Que faut-il au Conseil fédéral pour qu'il dise publiquement qu'Israël a (en réalité depuis longtemps et largement) dépassé son droit à la légitime défense selon le droit international?
Stellungnahme des Bundesrates
Le Conseil fédéral partage les préoccupations quant à la gravité de la situation au Proche-Orient et la souffrance inacceptable des civils, notamment face à la propagation de la famine, aux hostilités incessantes et aux déplacements répétés à Gaza. Il condamne toutes les violations du droit international humanitaire commises tant par Israël que le Hamas. Il continue à œuvrer en faveur d’un accès humanitaire sans entrave à Gaza, d’un cessez-le-feu, de la libération des otages et de la protection des civils. La Suisse est intervenue à tous les niveaux et à plusieurs reprises auprès du gouvernement israélien pour appeler au strict respect du droit international en toute circonstance. L’occupation israélienne du territoire palestinien, y compris les colonies de peuplement, est illégale. La Suisse appelle Israël à y mettre fin.

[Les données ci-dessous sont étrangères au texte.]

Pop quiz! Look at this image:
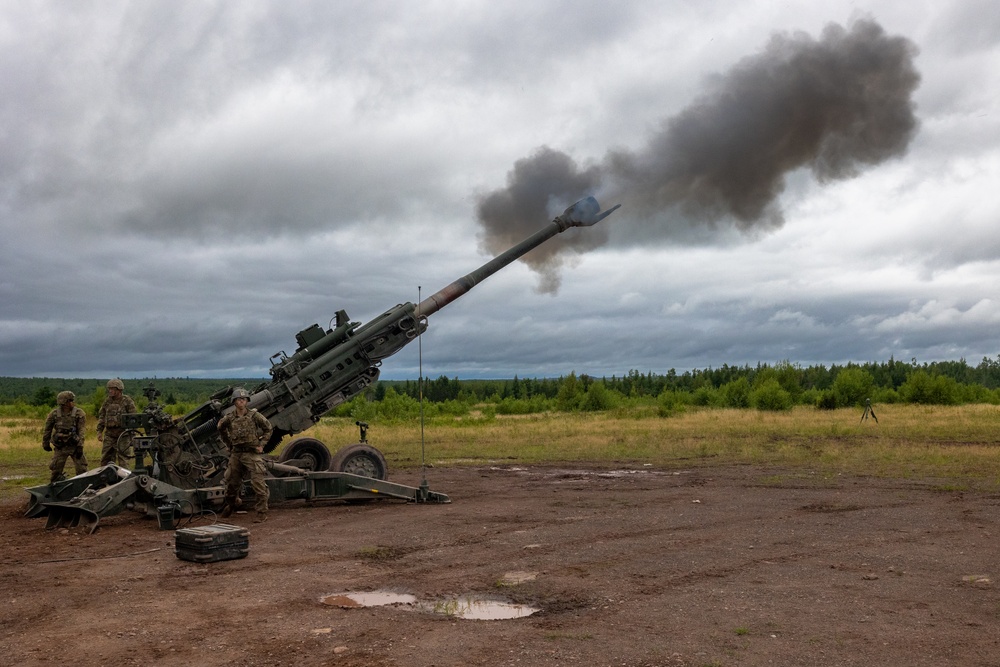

Il faut rétablir un horizon politique. La solution à deux Etats reste la seule fondation pour une paix et la sécurité durables au Proche-Orient. Pour le Conseil fédéral, une reconnaissance bilatérale d’un État palestinien doit s’inscrire dans une telle perspective. Elle pourra être envisagée lorsque des mesures concrètes en faveur de la solution à deux États – garantissant à la fois le droit à l’autodétermination du peuple palestinien et la sécurité d’Israël – commenceront à être mises en œuvre. L’Ambassade suisse à Tel Aviv est récemment intervenue auprès du gouvernement israélien en lien avec la flottille. Le DFAE n’a pas d’informations concernant l’attaque. Finalement, en ce qui concerne la SUVA, les investissements mentionnés ne sont pas contestables au regard de la législation en vigueur, selon l’autorité de surveillance.